Como o delegado Góes, outros auditores e funcionários que estavam no prédio fugiram assim que os agentes da PF chegaram, depois de serem alertados pelo telefonema de um dos colegas. Apesar de ganhar um salário que não passa de R$ 12 mil, o delegado Góes Filho é sócio de sua mulher em uma empresa de táxi aéreo. Tem um apartamento e uma casa na zona sul e outros quatro imóveis na Baixada Fluminense. Ainda foragido, o titular da Derat negou, em entrevista ao Globo, a participação no esquema. “Não sei quais são essas empresas”, afirmou. Mas admitiu conhecer um dos principais acusados de intermediação entre auditores e empresários, o despachante Alberto Corrêa Neto.
O personagem mais famoso a ir para a cadeia foi mesmo Edmundo Santos Silva. Ele negou que sua consultoria, a Benefit Ltda., tenha propiciado o cancelamento de débitos de qualquer empresa, mas admitiu que Corrêa Neto o procurou com esse objetivo. “Um escritório de advocacia prometeu verificar alguns créditos pendentes e quis saber se eu conhecia algum daqueles clientes. Nenhuma das cinco empresas que eu conhecia teve crédito compensado, não aceitei o negócio.” Representantes de duas empresas citadas por Edmundo negaram a ISTOÉ, no entanto, que tivessem solicitado seus serviços. “Nunca fui cliente dele, ele é que era nosso cliente”, desmentiu Gilberto Ururahy, proprietário da clínica MedRio Check UP. O dono da empresa Abolição Veículos, Paulo Simões, mostrou-se revoltado. “Eu nem sequer o conheço socialmente”, afirmou. Simões recorda apenas que sua empresa recebeu, no ano passado, o telefonema de um advogado que se oferecia para agilizar o recebimento da restituição de imposto à qual a Abolição tem direito. “A proposta foi recusada imediatamente”, diz. O advogado que o procurou não está entre os relacionados pela Corregedoria. Pelo menos 21 empresas de grande porte podem ter sido beneficiadas pelas fraudes.

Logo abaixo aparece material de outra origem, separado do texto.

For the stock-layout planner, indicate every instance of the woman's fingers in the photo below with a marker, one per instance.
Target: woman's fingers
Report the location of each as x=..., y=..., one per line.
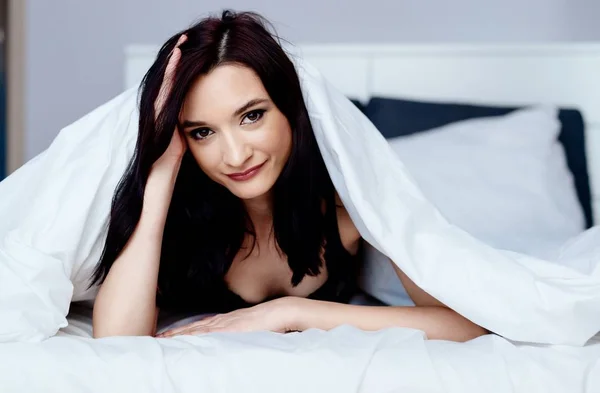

Na quinta-feira 2, Leão anunciou uma devassa em todos os processos da Receita nos últimos cinco anos. Uma força-tarefa com dez especialistas será formada, com apoio do Ministério Público Federal e da PF. Em um mês, a equipe deverá concluir o relatório das investigações. O corregedor, que tem a proteção de agentes federais, mostrou-se especialmente preocupado com processos de quatro empresas baixados indevidamente para o arquivo morto da Receita. Num dos escritórios de advogados, policiais federais encontraram documentos privativos da Receita Federal em que foram rasgados os cabeçalhos com a senha do funcionário que os imprimiu.